2015/12/20 08:26:00
jshep0102
After getting my OS right on the SSD, getting my audio card and UAD2 good, getting SPLAT and more apps running, I hooked up extra drives to back things up (good, right?!?). Apparently, they had drive names shared with current drives, which turned parts of my old OS drive and my Samples drive RAW. No idea why. Just more hoops to jump through for sonic nirvana...
 
I picked up easeUS and tried recuva ( which didn't leave the directory fully intact - pic in next post)) to work on the RAW partitions to hopefully recover them and get back to normal. I scanned the 1TB (600GB used space) old OS drive to find a total of 3.5 TB or so files recovered. WTH? is this compressed? if so, how do I put the geni back in the bottle? If I'm looking at this all wrong, I apologize.... If not, I may need a whole Sonar team to deal with it.
I have (1) 2 TB drive for backup of what I thought would be enough for 92) halfish filled 1TB drives. " />
2015/12/20 08:45:33
jshep0102
I believe this confirms my fears. " />
2015/12/20 09:54:51
mettelus
You might want to change the thread title to attract Win 10 users. The drive conflict makes no sense to me since I have always done exactly that (but never gone beyond 7). One of the old drives was a bootable OS drive? I am not sure how Win 10 reacts to such or if the BIOS boot options played into it, but some Win 10 expertise is in order.
2015/12/20 09:58:41
mudgel
Might get more results in the Computer forum.
2015/12/20 10:19:13
jshep0102
Should I double post or wait for a mod to move all this?
 
As an update til the time that's sorted....
 
I found an executable called testdisk. It apparently is capable of fixing the disk so that recovery isn't necessary.  In it I've found this info about one of the disks in question, but have zero clues about where to go from this point. Has anyone used testdisk? Thanks " />
2015/12/20 11:34:03
Wookiee
Moved here as suggested by mudgel and indicated above by jshep0102.
2015/12/20 11:38:45
jshep0102
Much thanks to you!
2015/12/20 12:10:29
microapp
I don't think the duped volume names is an issue. The name the OS uses internally is drv letter + vol name + disk ID.
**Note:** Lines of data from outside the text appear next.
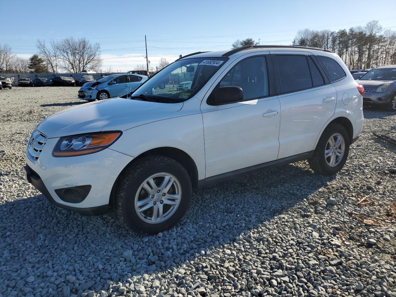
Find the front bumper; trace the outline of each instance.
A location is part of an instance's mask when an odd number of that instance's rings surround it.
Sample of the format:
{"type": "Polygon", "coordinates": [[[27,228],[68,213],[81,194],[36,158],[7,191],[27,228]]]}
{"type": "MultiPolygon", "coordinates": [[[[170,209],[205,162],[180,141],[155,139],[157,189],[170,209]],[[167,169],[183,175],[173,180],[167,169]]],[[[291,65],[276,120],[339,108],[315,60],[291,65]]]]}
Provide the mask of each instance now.
{"type": "Polygon", "coordinates": [[[133,158],[109,148],[83,156],[53,157],[52,150],[59,139],[48,139],[35,162],[26,155],[28,181],[58,206],[90,215],[108,211],[113,186],[133,158]],[[63,201],[55,192],[86,185],[91,186],[90,190],[77,203],[63,201]]]}
{"type": "Polygon", "coordinates": [[[77,97],[79,99],[84,100],[94,100],[96,99],[96,95],[98,91],[96,89],[91,90],[80,89],[78,91],[78,95],[77,97]]]}
{"type": "Polygon", "coordinates": [[[364,105],[380,105],[387,104],[389,103],[392,97],[391,91],[377,93],[375,89],[366,88],[365,90],[371,89],[369,91],[365,91],[363,96],[364,105]]]}

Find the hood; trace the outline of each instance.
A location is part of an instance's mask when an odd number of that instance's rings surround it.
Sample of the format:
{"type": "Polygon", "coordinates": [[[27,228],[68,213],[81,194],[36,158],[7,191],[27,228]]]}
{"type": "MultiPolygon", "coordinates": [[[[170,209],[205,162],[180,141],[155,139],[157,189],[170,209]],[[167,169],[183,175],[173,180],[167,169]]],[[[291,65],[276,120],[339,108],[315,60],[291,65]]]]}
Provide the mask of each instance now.
{"type": "Polygon", "coordinates": [[[125,131],[175,116],[183,103],[162,103],[123,98],[84,103],[50,116],[37,126],[49,138],[98,132],[125,131]]]}
{"type": "Polygon", "coordinates": [[[394,82],[394,80],[357,80],[356,82],[363,86],[366,88],[375,88],[386,84],[392,84],[394,82]]]}

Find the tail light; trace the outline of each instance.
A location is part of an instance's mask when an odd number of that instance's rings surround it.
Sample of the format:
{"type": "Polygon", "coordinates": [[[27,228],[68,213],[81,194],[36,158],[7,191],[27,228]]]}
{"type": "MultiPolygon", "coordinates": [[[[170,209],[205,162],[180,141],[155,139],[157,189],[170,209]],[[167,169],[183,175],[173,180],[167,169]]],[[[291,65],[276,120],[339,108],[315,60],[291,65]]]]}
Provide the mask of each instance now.
{"type": "Polygon", "coordinates": [[[358,85],[356,86],[358,88],[358,91],[360,93],[360,95],[363,96],[364,95],[364,88],[363,88],[363,86],[362,85],[358,85]]]}

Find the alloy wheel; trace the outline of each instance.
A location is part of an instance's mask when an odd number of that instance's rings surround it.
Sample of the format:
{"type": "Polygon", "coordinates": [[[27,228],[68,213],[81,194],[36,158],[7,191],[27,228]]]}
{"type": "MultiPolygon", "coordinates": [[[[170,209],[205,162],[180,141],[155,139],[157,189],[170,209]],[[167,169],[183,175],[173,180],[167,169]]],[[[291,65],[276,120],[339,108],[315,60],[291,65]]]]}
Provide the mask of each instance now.
{"type": "Polygon", "coordinates": [[[174,175],[154,174],[141,185],[135,198],[135,209],[143,221],[158,224],[169,219],[180,204],[181,186],[174,175]]]}
{"type": "Polygon", "coordinates": [[[345,142],[343,135],[335,133],[327,141],[324,151],[324,157],[327,164],[335,167],[339,164],[344,157],[345,150],[345,142]]]}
One thing you may want to do is change the attributes of the data drive partitions so they are not active. This really should not be necessary (I have a win8.1 C: and an XP D: where I can boot XP from D: via the bios boot sel and still use D: as data for win8.1 c: ) but you are having issue I have never had so it might not hurt.
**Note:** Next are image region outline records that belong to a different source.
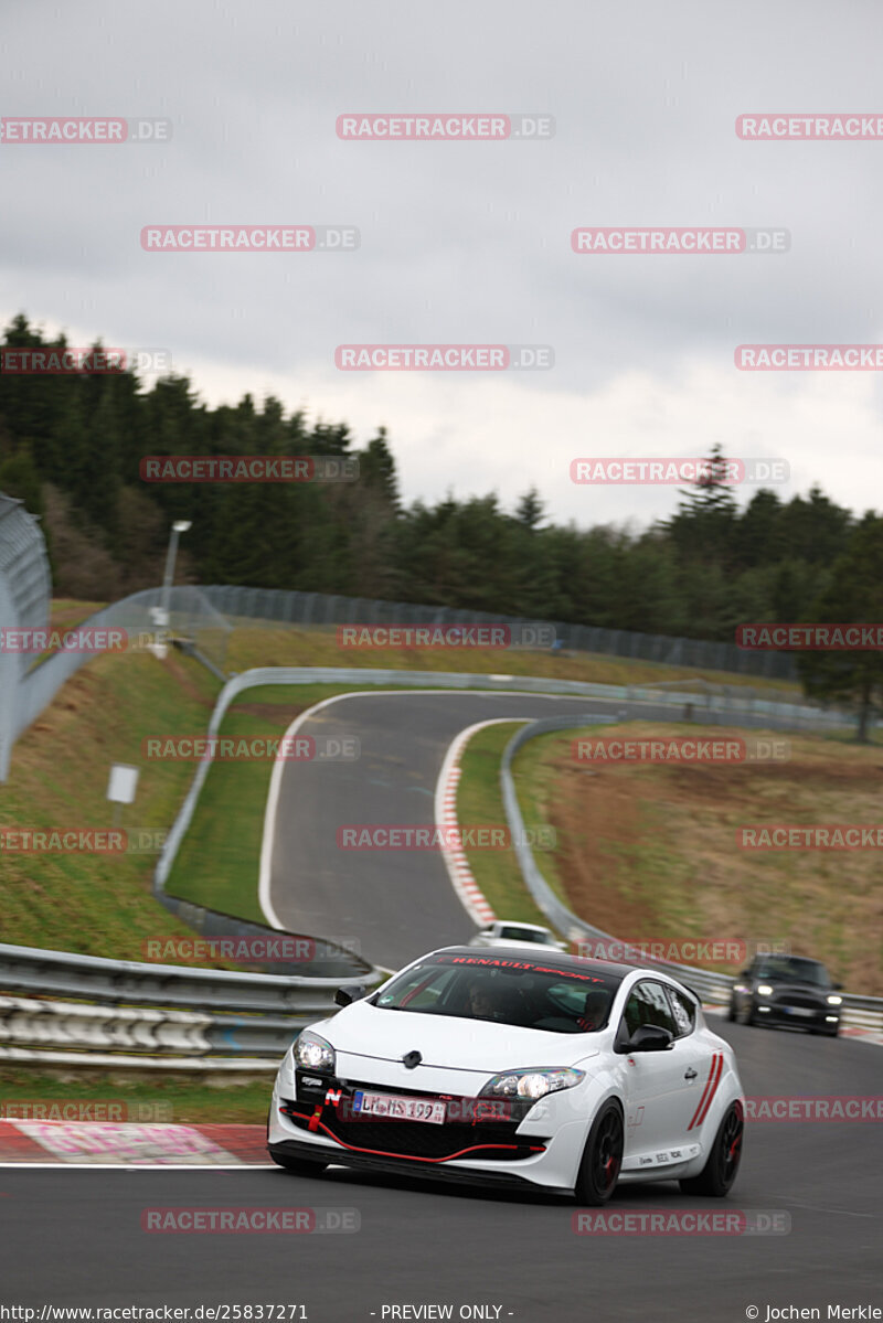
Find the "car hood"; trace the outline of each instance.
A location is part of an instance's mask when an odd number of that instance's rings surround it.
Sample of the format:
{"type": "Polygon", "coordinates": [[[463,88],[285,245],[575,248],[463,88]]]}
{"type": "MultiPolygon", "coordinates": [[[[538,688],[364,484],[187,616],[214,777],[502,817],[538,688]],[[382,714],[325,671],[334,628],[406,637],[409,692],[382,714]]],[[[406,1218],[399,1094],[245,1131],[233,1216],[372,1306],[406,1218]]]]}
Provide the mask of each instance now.
{"type": "Polygon", "coordinates": [[[417,1050],[425,1066],[488,1073],[516,1066],[569,1066],[594,1056],[601,1037],[389,1011],[368,1002],[355,1002],[316,1028],[340,1053],[401,1061],[405,1053],[417,1050]]]}

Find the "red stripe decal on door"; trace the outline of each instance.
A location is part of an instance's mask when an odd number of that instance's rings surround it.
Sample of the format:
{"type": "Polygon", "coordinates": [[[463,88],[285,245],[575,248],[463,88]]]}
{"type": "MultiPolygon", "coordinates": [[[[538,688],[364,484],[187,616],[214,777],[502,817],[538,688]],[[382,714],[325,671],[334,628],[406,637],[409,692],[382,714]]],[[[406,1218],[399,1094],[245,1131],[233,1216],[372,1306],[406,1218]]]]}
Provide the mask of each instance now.
{"type": "Polygon", "coordinates": [[[696,1125],[696,1122],[699,1119],[699,1113],[702,1111],[702,1109],[706,1105],[706,1098],[708,1097],[708,1090],[711,1089],[711,1081],[712,1081],[715,1069],[718,1066],[718,1057],[719,1056],[720,1056],[720,1053],[715,1052],[714,1057],[711,1058],[711,1065],[708,1068],[708,1078],[706,1080],[706,1088],[702,1090],[702,1098],[699,1099],[699,1105],[698,1105],[696,1110],[692,1114],[692,1121],[687,1126],[687,1130],[692,1130],[692,1127],[696,1125]]]}

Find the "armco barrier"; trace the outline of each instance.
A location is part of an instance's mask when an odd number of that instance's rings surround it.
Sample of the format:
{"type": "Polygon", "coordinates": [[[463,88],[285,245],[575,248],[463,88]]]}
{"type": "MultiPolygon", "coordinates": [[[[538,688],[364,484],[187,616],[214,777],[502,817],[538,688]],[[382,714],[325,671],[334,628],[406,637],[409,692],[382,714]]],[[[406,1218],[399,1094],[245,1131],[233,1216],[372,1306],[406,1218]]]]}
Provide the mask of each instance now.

The fact that one drive has a partition conflict is troublesome. Any partitionng tools I have used will not even let you do this. Is this the orig failing drive that had W7 on it ?
2015/12/20 13:08:25
jshep0102
It never 'failed'. IT was upgraded from 7 to 10 successfully. But it was slowing me down considerably, now that I have the SSD to compare it to. I have a logfile created by testdisk that may or may not tell you anything. It says i'm on W8, I'm on 10. Should I run this on compatibility mode for 7?
 
http://forum.cgsecurity.org/phpBB3/post18703.html#p18703
 
 Way beyond my understanding.
2015/12/20 14:51:57
microapp
From what I can tell, your PC is booting or trying to boot from OLD win10x64 which is listed as the C: DRIVE. Did you adjust the boot order in the bios as suggested.